While those 28 players celebrated, there were far more players left disappointed, including our Tour Life columnist Chris Paisley – who reflects on the experience on page 17.

“I played Q School as an amateur in 2018, and again in 2019 as a pro, so I knew what to expect despite it being the first one in a few years,” says Andrew. “The whole year was an uphill battle, so I’d started to plan to play Challenge Tour in August and knew Q School would be part of my end to the season. 

“Making those plans freed me up a little bit and my game improved in Italy, France and Spain in September and October. I went into Q School relaxed, content with the idea of playing Challenge Tour, and playing with that bit of freedom worked out well.

“It was a relaxed week as a whole, pushing my trolley around and knowing I was ready to go back to Challenge Tour if things didn’t work out. That’s so different to playing Q School with no status wrapped up for the next year.”

Meanwhile, Garrick had to make it through the Second Stage of Q School – played over four rounds – before the six rounds of Final Stage.

“I found some lovely form at the final event of the year in Portugal and was able to carry that forward to Q School, which was good timing,” he says.

“Second Stage is always the toughest.

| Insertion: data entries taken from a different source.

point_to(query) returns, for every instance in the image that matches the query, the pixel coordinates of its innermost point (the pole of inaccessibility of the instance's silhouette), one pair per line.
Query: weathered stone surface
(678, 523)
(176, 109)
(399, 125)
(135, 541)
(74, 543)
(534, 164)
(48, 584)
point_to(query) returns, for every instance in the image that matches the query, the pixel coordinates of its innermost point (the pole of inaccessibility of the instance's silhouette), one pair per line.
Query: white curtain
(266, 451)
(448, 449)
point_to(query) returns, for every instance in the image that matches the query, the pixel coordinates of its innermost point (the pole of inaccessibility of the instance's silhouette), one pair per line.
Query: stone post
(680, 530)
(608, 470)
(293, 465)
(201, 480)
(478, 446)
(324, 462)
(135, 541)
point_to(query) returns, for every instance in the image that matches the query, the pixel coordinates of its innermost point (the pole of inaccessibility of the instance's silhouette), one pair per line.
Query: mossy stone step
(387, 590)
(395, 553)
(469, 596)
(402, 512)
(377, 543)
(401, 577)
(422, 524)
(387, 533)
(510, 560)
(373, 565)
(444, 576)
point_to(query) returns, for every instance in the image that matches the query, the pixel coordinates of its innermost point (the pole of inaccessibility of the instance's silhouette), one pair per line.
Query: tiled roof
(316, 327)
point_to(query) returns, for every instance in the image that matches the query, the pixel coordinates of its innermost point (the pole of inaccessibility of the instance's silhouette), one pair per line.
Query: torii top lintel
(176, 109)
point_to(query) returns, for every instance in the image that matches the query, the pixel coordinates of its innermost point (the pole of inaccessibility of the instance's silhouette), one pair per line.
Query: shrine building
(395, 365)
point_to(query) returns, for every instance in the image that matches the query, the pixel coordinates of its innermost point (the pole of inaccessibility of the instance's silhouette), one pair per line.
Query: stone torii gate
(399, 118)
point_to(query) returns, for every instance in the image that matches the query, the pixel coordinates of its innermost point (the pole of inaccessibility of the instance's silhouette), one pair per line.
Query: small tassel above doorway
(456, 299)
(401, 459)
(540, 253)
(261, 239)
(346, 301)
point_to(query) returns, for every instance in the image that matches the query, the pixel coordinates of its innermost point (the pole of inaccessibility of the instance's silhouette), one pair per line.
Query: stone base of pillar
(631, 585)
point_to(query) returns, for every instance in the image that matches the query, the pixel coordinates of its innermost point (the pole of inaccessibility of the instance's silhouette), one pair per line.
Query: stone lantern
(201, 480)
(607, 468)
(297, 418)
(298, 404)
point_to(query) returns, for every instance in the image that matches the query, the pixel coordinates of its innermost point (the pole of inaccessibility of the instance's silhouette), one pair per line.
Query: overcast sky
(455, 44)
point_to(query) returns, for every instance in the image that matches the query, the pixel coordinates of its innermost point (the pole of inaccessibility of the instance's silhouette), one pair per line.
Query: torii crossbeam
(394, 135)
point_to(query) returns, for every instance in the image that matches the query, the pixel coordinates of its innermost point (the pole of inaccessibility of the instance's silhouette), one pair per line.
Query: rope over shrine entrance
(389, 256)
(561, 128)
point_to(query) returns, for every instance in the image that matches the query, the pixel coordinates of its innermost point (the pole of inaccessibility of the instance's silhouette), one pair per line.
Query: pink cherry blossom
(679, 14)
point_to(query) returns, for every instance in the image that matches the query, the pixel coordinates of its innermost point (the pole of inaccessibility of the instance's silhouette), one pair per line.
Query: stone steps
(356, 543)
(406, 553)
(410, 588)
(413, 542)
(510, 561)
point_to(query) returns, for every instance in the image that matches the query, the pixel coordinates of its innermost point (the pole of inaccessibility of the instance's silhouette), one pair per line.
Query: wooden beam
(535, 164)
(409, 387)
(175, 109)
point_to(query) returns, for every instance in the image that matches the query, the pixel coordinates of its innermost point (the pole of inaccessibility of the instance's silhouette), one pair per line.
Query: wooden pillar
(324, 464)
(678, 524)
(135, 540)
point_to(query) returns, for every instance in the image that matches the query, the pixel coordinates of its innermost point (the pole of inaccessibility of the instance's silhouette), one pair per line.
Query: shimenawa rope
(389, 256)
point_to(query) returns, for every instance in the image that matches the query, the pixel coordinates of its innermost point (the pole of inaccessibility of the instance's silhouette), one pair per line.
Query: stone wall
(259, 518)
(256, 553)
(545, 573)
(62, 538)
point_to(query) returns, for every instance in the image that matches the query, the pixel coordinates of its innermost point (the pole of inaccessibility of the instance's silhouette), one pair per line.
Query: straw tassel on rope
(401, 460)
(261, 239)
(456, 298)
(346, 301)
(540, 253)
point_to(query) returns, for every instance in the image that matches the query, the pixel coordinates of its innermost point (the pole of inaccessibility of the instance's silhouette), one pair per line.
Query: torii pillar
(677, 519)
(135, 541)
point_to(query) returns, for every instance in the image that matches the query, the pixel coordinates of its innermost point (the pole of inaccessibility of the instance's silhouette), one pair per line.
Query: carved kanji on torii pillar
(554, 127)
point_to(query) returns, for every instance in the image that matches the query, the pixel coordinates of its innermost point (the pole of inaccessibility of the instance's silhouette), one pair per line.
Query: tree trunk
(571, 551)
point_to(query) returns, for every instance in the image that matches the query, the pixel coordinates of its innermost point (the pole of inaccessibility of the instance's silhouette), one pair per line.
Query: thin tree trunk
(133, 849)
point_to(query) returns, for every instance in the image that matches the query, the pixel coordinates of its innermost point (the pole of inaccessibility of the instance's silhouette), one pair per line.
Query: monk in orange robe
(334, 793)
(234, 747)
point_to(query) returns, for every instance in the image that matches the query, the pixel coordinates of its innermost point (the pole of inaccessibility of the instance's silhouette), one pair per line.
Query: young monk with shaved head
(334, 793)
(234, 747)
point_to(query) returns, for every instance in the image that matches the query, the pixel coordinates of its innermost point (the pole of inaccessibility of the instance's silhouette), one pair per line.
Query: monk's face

There are 20 spots for 80 guys and you can’t afford to have a bad day.

“The whole Q School is such a challenging experience really, particularly when you’ve been on tour that year. When you have to play Second Stage and could be so far down the player categories that you’ll struggle to play a season, that’s a lot to have on your plate.

“It heightens all your emotions – knowing you’re playing to hold onto your position and looking over your shoulder rather than looking forwards like you do in every other event. It’s a strange atmosphere – it’s so clear everyone is feeling the pressure of the one-week shootout. 

“I was so nervous too, especially playing the final hole, where a scrappy five was just enough to make it. I’ve come through Q School a couple of times now, but I’m hoping I don’t have to do it again.”

Garrick Porteous and Andrew Wilson

Having returned to the North East, both Andrew and Garrick are taking time to reflect, work with their teams, and prepare for another year on tour.

“Overall, I suppose it’s been an interesting four years as a pro,” adds Andrew – who progressed to the DP World Tour through both the EuroPro and Challenge Tour rankings. “My game hasn’t been in a good place, which is frustrating, but I’ve got a DP World Tour card for a second year and I’m looking forward to 2023.

“I’ve learned a lot in my first season, I now understand how and where I play my best golf, and I’ve got solid plans in place with my team.

“I’m working with a new swing coach this winter, which I hope will keep my game in the right place. I’ve also got plans to get fitter and stronger with Teleri Hamilton, and will be continuing the good work I’ve done with coaches Steve Robinson, Andy Paisley, Alex Buckner, and psychologist Martin Perry – who has been great to work with in the last few months. My agents and sponsors – Wilson, Mapei and Trak Employment – have also been so good with me and I’m looking forward to continuing to work with them next season too.”

For Garrick, a fourth year on the DP World Tour is a chance to step up to the next level on tour. “I certainly feel like I’m moving in the right direction,” he says. “My game wasn’t sharp enough when I was playing in everything I could this summer, but I’ve got that back on track with my coach, John Harrison. Combining that with a better structure to my season should put me in a stronger position.

“I’m comfortable with my small team – John, putting coach Andy Paisley, physio Darren Wigg, and the guys at Titleist – and my game is sharp. Hopefully the winter work turns those top-20s into top-10s and I can move up the rankings.

“I played in an Albatross Events pro am in Dubai following Q School and attending the final day of the season at the Earth Course before playing it was inspiring. I want to be back there, playing the Tour Championship, in 2023.”

Both Garrick and Andrew expect to return to the DP World Tour at the Ras Al Khaimah Championship in February, and we’re looking forward to following them throughout another action-packed season.